Firstly, bitcoin does not have cost per transaction. The network has the same throughput all the time regardless how much energy is committed to mining. The network doesn’t depend on how much mining goes on. More miners just means more security and finality to the transactions, and miners want to mine because they get paid by the network.

Here is an article from popular crypto news site Coindesk featuring “MRB” (whoever they are) and providing a typical misunderstanding: “To reduce the negative environmental impact, crypto mining systems would need to allow miners to produce tokens for significantly less cost compared to their current price. Increased mining efficiency could lead to lower energy consumption, which typically occurs during corrections in the price of bitcoin”. Uhm no.

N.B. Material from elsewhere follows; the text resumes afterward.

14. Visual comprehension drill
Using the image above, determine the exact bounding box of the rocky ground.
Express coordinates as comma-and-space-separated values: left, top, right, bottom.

Increased mining efficiency will lead to more hashing (mining) power per unit of electricity, but it does not at all incentivise using less electricity overall. Bitcoin will almost inevitably consume more electricity the higher the price, and miners will always seek to be as efficient as possible.

This is how the market really works: Price goes up -> mining profit goes up -> miners expand operations and new miners join -> mining profit goes back down to equilibrium. The same holds true in the reverse case when the price goes down in stead. And here is how the market works for efficiency: New efficient miners join temporarily enjoying better than average profit-> less efficient miners leave because they have less profit -> efficient miners keep joining until profit reaches equilibrium. These processes playout all the time in overlap with themselves and each other.

If the above has not spelled it out for you yet, and I don’t blame you if it hasn’t, the key point is that efficiency does not matter! Efficiency just incentivizes even more mining. Overall, Bitcoin miners will use more electricity the higher the price, and that is okay. If the world has something better to do with spare electricity, then it will pay better to do that other thing, and it does. The global economy still finds balance for everything else it wants to use electricity for. And while I am against arbitrary regulation, governments can choose to charge miners some extra tax on electricity. Mining will trend towards a smaller industry size equilibrium, and we can all pretend we saved the polar bears! And of course, due to bitcoin’s constant throughput, it won’t even matter to the network itself.

Finally, we should also consider the halvings in bitcoin block rewards occurring once every 4 years. All things equal, they lower mining incentives, so that’s one way the bitcoin network lowers energy use by itself.

Disclaimers:
I like bitcoin.
Yes, I know Elon is also just trying play his cards right so that the environmental overlords give Tesla license to sell renewable fuel credits etc. Why should a company building cars hodl bitcoin it receives as revenue when that stuff should be part of operating cash flow anyhow? It should be spent on the business.